Bone Grafting Situations
On the other hand, there are times where after the extraction the dentist will want to encourage the growth of more bone to fill the socket more completely and quickly. This is most usual for a case where the intention will be to replace the extracted tooth with an implant. Since the implant is supported by bone, it would be best to have more solid bone. This is achieved by placing BONE GRAFT material into the socket, with a membrane covering it, and then closing the area with sutures. This provides the best possible geometry for the new bone so the implant is likely to be successful.
Bone grafting is also sometimes done when the tooth is extracted and then an implant is immediately placed, with bone graft material around it. The implant in this case is “buried”, not showing on the surface of the mouth (it will be uncovered later). The implant and graft are all covered up with a membrane and the site sutured as above.
So there are a variety of different procedures that involve extraction, and the extraction itself may not be the only procedure done. This will determine the way the extraction site is managed after the extraction – ranging from simply letting it heal, to advancing the healing process as much as possible with additional procedures.
In any case, the recovery from extractions, whether simple or complex, does not have to involve much discomfort or inconvenience. The greatest inconvenience for most people is that the INDENTATION from the socket after it has been closed over with more tissue growth, will tend to collect food particles for a while.
Bottom Line for Dental Extractions
While having a tooth extracted is never a pleasant prospect, there are times when it involves very little trauma or discomfort.
On the other hand, of course, there are situations where the difficulty of and recovery from the extraction is more unpleasant.

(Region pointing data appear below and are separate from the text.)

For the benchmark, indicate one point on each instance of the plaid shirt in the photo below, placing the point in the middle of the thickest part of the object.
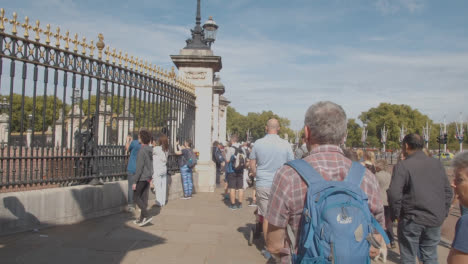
(288, 191)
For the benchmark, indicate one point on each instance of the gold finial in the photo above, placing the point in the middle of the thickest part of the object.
(15, 23)
(26, 27)
(100, 45)
(67, 39)
(2, 19)
(172, 74)
(136, 63)
(84, 45)
(48, 34)
(38, 30)
(107, 52)
(76, 42)
(113, 54)
(91, 48)
(120, 58)
(57, 37)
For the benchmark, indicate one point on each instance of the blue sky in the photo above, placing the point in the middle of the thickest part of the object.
(285, 55)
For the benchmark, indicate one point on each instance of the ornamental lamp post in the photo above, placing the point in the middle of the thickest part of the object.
(402, 133)
(202, 37)
(364, 135)
(426, 134)
(383, 134)
(4, 105)
(460, 133)
(210, 29)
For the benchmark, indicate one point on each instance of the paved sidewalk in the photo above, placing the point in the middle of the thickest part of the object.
(200, 230)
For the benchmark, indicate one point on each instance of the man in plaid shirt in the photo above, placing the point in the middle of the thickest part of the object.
(325, 129)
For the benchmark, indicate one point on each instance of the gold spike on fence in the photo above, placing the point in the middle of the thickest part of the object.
(87, 48)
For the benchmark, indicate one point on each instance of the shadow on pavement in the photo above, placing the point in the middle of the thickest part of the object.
(106, 239)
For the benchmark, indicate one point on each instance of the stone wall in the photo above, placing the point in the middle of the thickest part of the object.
(27, 210)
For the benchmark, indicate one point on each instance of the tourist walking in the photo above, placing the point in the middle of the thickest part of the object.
(132, 147)
(187, 161)
(325, 131)
(459, 252)
(301, 150)
(384, 177)
(218, 159)
(143, 174)
(160, 154)
(235, 162)
(420, 197)
(268, 155)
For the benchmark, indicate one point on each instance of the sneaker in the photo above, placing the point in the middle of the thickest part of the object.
(145, 221)
(266, 254)
(252, 204)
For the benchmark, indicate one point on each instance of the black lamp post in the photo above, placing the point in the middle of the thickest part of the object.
(4, 105)
(202, 38)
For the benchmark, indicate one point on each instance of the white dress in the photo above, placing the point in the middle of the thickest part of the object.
(160, 174)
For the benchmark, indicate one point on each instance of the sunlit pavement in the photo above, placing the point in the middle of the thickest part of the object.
(200, 230)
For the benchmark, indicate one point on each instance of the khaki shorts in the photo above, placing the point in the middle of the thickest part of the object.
(263, 196)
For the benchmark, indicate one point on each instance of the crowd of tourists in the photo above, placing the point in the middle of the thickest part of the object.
(321, 203)
(147, 170)
(310, 201)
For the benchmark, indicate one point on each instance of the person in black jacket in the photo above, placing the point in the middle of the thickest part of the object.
(143, 176)
(419, 196)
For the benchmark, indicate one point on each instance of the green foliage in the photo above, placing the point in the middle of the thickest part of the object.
(393, 116)
(255, 123)
(19, 116)
(354, 134)
(147, 114)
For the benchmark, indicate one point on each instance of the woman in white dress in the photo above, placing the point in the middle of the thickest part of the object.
(160, 153)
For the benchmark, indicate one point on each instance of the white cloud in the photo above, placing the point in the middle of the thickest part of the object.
(388, 7)
(265, 74)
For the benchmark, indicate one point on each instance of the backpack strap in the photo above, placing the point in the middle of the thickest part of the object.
(356, 173)
(379, 229)
(306, 171)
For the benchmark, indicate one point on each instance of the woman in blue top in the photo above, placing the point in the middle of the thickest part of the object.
(459, 252)
(184, 152)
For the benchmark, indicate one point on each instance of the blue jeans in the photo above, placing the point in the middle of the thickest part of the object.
(130, 190)
(463, 210)
(186, 173)
(414, 238)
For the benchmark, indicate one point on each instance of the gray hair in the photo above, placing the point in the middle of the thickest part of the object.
(460, 161)
(327, 123)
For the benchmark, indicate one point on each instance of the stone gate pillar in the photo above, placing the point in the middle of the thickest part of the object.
(198, 66)
(223, 104)
(218, 90)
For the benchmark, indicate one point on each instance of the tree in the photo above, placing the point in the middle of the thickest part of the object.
(393, 116)
(353, 139)
(255, 123)
(35, 107)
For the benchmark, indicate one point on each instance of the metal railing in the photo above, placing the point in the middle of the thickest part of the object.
(65, 114)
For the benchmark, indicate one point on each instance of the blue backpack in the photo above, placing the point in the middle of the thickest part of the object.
(336, 223)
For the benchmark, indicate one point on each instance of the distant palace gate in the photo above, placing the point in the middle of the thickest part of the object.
(68, 105)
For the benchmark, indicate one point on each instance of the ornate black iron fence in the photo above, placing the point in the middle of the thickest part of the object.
(66, 114)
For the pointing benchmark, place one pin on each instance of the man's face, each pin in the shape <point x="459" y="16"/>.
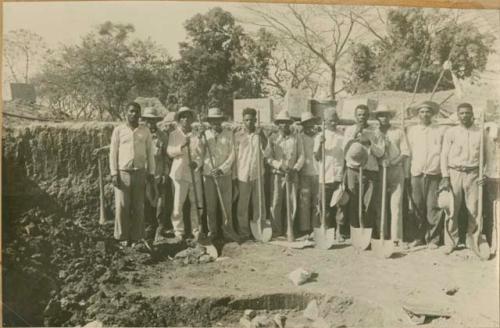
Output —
<point x="466" y="116"/>
<point x="284" y="127"/>
<point x="185" y="120"/>
<point x="425" y="115"/>
<point x="133" y="115"/>
<point x="384" y="120"/>
<point x="361" y="115"/>
<point x="249" y="122"/>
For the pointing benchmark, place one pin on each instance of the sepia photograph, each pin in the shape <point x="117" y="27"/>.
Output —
<point x="252" y="165"/>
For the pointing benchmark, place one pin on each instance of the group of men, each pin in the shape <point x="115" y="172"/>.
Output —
<point x="251" y="169"/>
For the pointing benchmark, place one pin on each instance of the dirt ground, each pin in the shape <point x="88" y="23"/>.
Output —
<point x="375" y="288"/>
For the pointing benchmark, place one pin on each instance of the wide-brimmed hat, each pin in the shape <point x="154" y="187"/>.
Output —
<point x="383" y="109"/>
<point x="446" y="202"/>
<point x="307" y="117"/>
<point x="151" y="112"/>
<point x="433" y="106"/>
<point x="183" y="109"/>
<point x="215" y="113"/>
<point x="283" y="116"/>
<point x="357" y="154"/>
<point x="340" y="196"/>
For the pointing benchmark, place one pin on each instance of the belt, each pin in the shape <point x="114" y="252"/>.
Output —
<point x="464" y="168"/>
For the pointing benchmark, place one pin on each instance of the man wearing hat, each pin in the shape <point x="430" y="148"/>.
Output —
<point x="395" y="158"/>
<point x="308" y="176"/>
<point x="460" y="170"/>
<point x="157" y="209"/>
<point x="218" y="146"/>
<point x="362" y="147"/>
<point x="285" y="154"/>
<point x="334" y="171"/>
<point x="246" y="167"/>
<point x="179" y="141"/>
<point x="131" y="162"/>
<point x="425" y="140"/>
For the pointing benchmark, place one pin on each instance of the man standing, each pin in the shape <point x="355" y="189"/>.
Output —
<point x="218" y="146"/>
<point x="334" y="170"/>
<point x="131" y="162"/>
<point x="180" y="141"/>
<point x="460" y="169"/>
<point x="285" y="154"/>
<point x="396" y="154"/>
<point x="156" y="211"/>
<point x="425" y="141"/>
<point x="246" y="148"/>
<point x="308" y="177"/>
<point x="371" y="144"/>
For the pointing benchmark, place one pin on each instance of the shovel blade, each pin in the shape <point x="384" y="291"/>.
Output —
<point x="324" y="238"/>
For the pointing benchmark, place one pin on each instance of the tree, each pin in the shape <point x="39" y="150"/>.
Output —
<point x="324" y="31"/>
<point x="414" y="47"/>
<point x="219" y="62"/>
<point x="97" y="77"/>
<point x="22" y="48"/>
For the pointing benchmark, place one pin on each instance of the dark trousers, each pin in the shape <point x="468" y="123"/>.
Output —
<point x="371" y="199"/>
<point x="424" y="191"/>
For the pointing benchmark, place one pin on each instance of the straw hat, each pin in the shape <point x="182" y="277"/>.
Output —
<point x="357" y="154"/>
<point x="283" y="116"/>
<point x="151" y="112"/>
<point x="446" y="202"/>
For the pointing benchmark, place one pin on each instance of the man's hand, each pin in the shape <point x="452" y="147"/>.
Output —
<point x="115" y="179"/>
<point x="445" y="184"/>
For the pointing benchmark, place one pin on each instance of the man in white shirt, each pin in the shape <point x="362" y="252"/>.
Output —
<point x="180" y="140"/>
<point x="218" y="146"/>
<point x="246" y="148"/>
<point x="131" y="162"/>
<point x="334" y="171"/>
<point x="368" y="137"/>
<point x="460" y="170"/>
<point x="425" y="141"/>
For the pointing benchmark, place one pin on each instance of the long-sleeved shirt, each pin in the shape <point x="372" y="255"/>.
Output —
<point x="180" y="170"/>
<point x="461" y="147"/>
<point x="131" y="149"/>
<point x="310" y="166"/>
<point x="222" y="151"/>
<point x="162" y="161"/>
<point x="285" y="151"/>
<point x="246" y="148"/>
<point x="396" y="144"/>
<point x="375" y="149"/>
<point x="425" y="147"/>
<point x="334" y="159"/>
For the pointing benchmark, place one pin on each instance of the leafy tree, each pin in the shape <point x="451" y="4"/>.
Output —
<point x="97" y="77"/>
<point x="219" y="62"/>
<point x="415" y="46"/>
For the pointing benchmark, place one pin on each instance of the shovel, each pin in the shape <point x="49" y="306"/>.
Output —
<point x="381" y="247"/>
<point x="361" y="236"/>
<point x="323" y="237"/>
<point x="477" y="240"/>
<point x="210" y="248"/>
<point x="261" y="227"/>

We have seen many situations in which extractions are recommended.
We have seen the basic and more advanced techniques for doing these extactions.
And, we have seen what the recovery process entails, depending on the circumstances of the extraction and the techniques utilized.
It is important to realize that the CONSEQUENCES of an extraction are another consideration. In Chapter III.9 we discussed missing teeth, and in Chapter V.13 we will discuss the replacement of teeth that are missing for whatever reason, but often due to their having been extracted.